Grandparents and Other Relatives – Adolescent Development in Interpersonal and Societal Context

There has been surprisingly little research on adolescents’ relationships with relatives other than parents or siblings. In their primarily European American middle-class sample, experts found that relationships with grandparents become more distant (both less supportive and less conflictive) as adolescents grow older, but
few studies have followed up this finding with more detailed analyses. Furthermore, the available evidence suggests that relationships with grandparents and other relatives may vary in ethnic minority families. Multi-generational families are more common among African American than among European American families, but significant increases in the number of African American children orphaned or abandoned due to parental AIDS/HIV, incarceration, and drug use has led to increasing numbers of African American grandparents assuming primary childrearing responsibilities for their grandchildren. The implications of “off-time” parenting for grand-parents have been studied, but the implications of being raised by grandparents for adolescent development have not. Furthermore, as divorce and remarriage become increasingly normative in American society, adolescents’ relationships with multiple sets of grandparents and step grandparents warrant attention.

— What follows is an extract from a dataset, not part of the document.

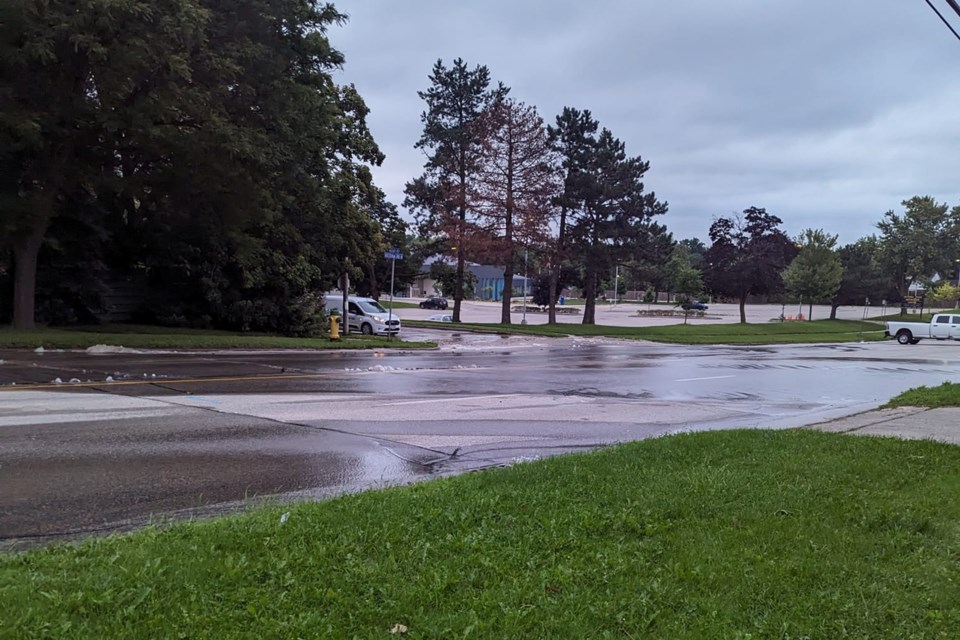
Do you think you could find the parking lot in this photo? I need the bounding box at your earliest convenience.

More generally, the available research indicates that ethnic minorities, especially African American and Latino families in the United States, have social networks that are more cohesive and include a larger proportion of extended family members than do European American families, and that these kin networks are important sources of emotional and instrumental support. Despite variability in the importance, extensiveness, fluidity, and amount of contact with kin networks, family influences on adolescent development have been limited primarily to studies of nuclear rather than extended families. More research on the distinct relationships adolescents have with different relatives and their influence on adolescent development is warranted.